Evolutionary automated radial basis function neural network for multiphase flowing bottom-hole pressure prediction
Campos D. Wayo D.D.K. De Santis R.B. Martyushev D.A. Yaseen Z.M. Duru U.I. Saporetti C.M. Goliatt L.
1 December 2024Elsevier Ltd
Fuel
2024#377
Accurate multiphase flowing bottom-hole pressure prediction within wellbores is a critical requirement to improve tube design and production optimization. Existing models often struggle to achieve reliable accuracy across the full range of operational conditions encountered in oil and gas wells. This can lead to misallocating resources during well design, inefficient production strategies resulting in lost revenue, increased risk of wellbore damage, and poorly informed investment decisions. This research presents a data-driven hybrid approach that uses a Radial Basis Function Neural Network and a Particle Swarm Optimization algorithm to construct an automated hybrid machine learning model.

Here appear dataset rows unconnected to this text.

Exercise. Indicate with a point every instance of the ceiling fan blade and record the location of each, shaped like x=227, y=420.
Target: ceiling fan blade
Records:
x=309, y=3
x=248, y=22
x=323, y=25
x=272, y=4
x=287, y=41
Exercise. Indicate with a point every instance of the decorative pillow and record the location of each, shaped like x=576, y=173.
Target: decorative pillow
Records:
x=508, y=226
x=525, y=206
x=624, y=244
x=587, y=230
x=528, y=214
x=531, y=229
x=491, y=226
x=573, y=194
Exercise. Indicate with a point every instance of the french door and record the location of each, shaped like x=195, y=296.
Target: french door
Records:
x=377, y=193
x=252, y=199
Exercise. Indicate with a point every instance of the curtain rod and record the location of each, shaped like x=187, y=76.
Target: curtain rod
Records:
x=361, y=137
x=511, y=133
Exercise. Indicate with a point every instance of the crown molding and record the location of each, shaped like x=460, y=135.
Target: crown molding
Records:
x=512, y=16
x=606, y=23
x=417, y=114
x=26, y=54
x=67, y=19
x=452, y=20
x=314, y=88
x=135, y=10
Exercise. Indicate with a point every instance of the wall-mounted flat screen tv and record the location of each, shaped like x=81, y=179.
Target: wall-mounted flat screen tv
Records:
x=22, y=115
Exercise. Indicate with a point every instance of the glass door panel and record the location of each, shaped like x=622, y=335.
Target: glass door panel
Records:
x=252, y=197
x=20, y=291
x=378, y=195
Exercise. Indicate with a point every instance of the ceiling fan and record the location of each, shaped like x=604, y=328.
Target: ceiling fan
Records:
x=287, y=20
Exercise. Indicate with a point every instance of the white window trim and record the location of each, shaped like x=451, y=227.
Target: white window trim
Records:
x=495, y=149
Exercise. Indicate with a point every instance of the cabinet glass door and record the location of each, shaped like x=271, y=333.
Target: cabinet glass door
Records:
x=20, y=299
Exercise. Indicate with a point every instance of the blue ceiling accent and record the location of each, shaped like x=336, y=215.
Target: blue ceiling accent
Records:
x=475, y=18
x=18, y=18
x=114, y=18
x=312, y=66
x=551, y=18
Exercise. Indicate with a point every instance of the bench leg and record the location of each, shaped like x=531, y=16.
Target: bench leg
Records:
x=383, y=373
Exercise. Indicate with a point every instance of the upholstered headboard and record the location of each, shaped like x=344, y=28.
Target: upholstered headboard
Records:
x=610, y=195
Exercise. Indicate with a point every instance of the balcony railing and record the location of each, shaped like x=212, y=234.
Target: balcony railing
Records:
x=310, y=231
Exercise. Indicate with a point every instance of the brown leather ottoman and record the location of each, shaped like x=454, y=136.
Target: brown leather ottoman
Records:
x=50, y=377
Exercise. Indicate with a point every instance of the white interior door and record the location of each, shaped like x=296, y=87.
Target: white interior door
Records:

The proposed model was compared with several well-established machine learning models in the literature using the same computational framework. The modeling results demonstrated the superiority of the hybrid approach. The model achieved superior performance with lower errors, as evidenced by a Relative Root Mean Squared Error (RRMSE) of 0.055. Furthermore, the model exhibited a low level of uncertainty throughout the analysis, indicating its high degree of reliability. These findings suggest the proposed data-driven approach offers a robust and practical solution for FBHP prediction in oil and gas wells.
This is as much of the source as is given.